Once we inject this implementation of KeyVaultClient, the getSecret() default method will return the auto-configured SecretClient object. It’s unnecessary to specify any configuration values in our application.yaml, except the endpoint secret.

Spring Cloud will automatically populate all the SecretClient‘s credential parameters.

We can inject the secret with Spring Cloud Azure module also on our properties file. Let’s add on our application.yaml the properties:

spring:
  cloud:
    azure:
      compatibility-verifier:
        enabled: false
      keyvault:
        secret:
          property-sources[0]:
            name: key-vault-property-source-1
            endpoint: https://spring-cloud-azure.vault.azure.net/
          property-source-enabled: true

By setting the flag property-source-enabled, Spring Cloud Azure injects secrets from the Key Vault storage specified in keyvault-secret-property-sources[0].

Next, we can create a dynamic property in our application.yaml:

database:
  secret:
    value: ${my-database-secret}

When the application starts, Spring Cloud Azure replaces the ${my-database-secret} placeholder with the actual value of the secret my-database-secret defined in the Azure Key Vault.

4.5. Inject Secrets on Properties File

We have seen two ways to inject secrets into our properties file: using Spring Cloud Azure Key Vault or configuring an Azure pipeline.

If we use only Spring Cloud Azure Key Vault, we should hardcode the Key Vault endpoint in our application.yaml to enable the injection on our properties file, which can pose a security risk.
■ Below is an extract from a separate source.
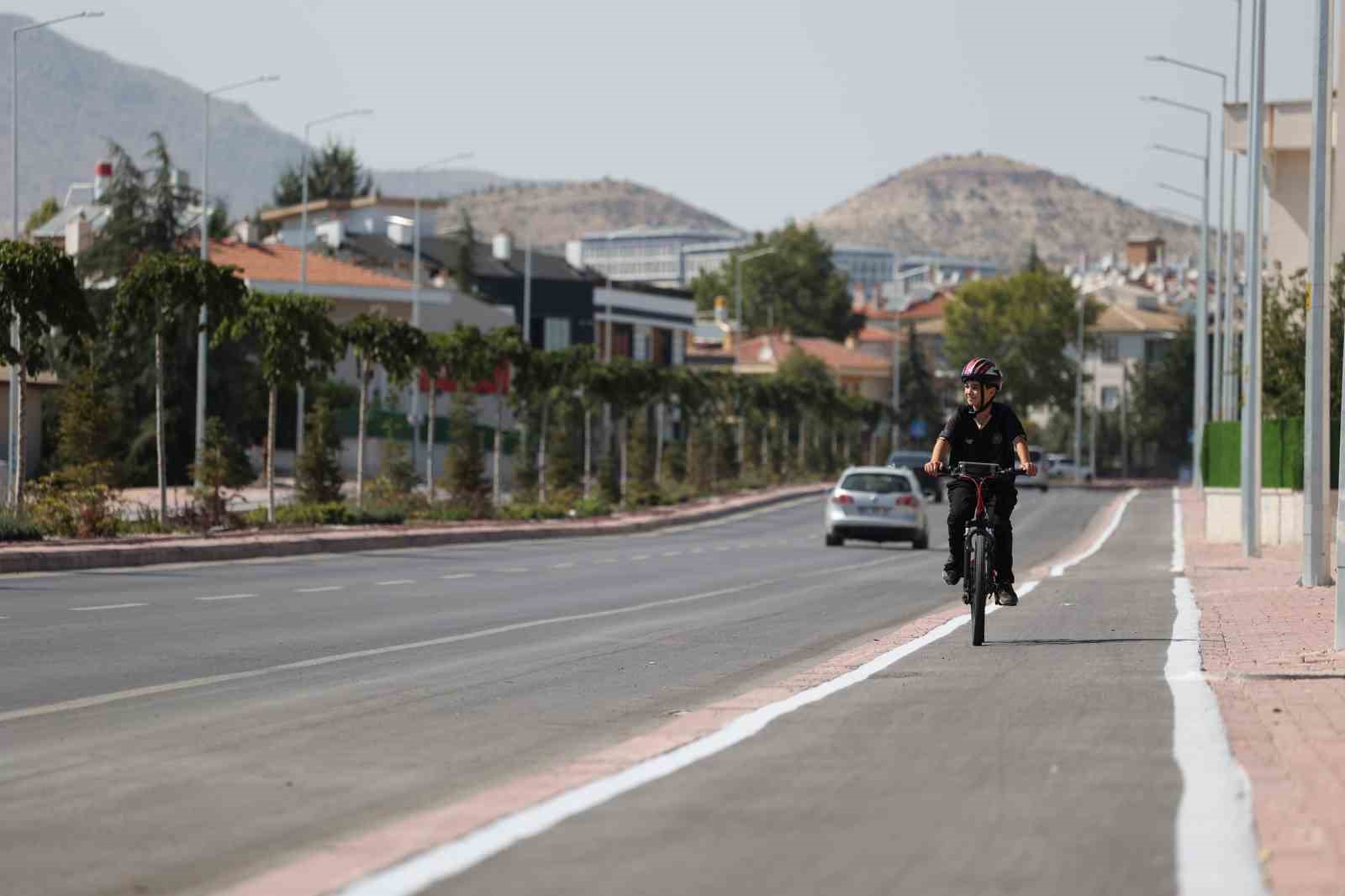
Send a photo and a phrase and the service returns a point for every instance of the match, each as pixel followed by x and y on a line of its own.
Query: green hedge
pixel 1282 454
On the other hand, with Azure pipelines, there’s no need to hardcode any values. The pipeline will replace secrets in our application.yaml.
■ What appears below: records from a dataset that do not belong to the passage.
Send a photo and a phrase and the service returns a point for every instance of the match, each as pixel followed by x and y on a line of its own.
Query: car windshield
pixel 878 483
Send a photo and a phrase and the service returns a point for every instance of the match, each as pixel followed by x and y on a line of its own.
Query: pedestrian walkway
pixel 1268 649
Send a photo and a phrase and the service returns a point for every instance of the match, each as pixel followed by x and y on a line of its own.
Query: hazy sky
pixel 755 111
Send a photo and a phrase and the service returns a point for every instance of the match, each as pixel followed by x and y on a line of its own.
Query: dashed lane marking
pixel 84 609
Therefore, we should use the Spring Cloud Azure Key Vault module solely for the benefits of the autoconfigured SecretClient and the other features while delegating the injection of secrets into our properties file to the Azure pipelines.

4.6. Run the Application

Now let’s run our Spring Boot Application:

@SpringBootApplication
public class Application implements CommandLineRunner {

    @Value("${database.secret.value}")
    private String mySecret;

    private final KeyVaultClient keyVaultClient;

    public Application(@Qualifier(value = "KeyVaultAutoconfiguredClient") KeyVaultAutoconfiguredClient keyVaultAutoconfiguredClient) {
        this.keyVaultClient = keyVaultAutoconfiguredClient;
    }

    public static void main(String[] args) {
        SpringApplication.run(Application.class);

    }

    @Override
    public void run(String... args) throws Exception {
        KeyVaultSecret keyVaultSecret = keyVaultClient.getSecret("my-secret");
        System.out.println("Hey, our secret is here ->" + keyVaultSecret.getValue());
        System.out.println("Hey, our secret is here from application properties file ->" + mySecret);
    }
}

Our application will retrieve the secret from the autoconfigured client and the one injected into the application.yaml upon startup, and then display both on the console.

5. Conclusion

In this article, we have discussed Spring Cloud integration with Azure.

We have learned that integrating Azure Key Vault and Spring applications can be much simpler and more concise using Spring Cloud Azure Key Vault instead of the Azure SDK provided by Microsoft.

As always, the complete source code of the examples can be found on GitHub.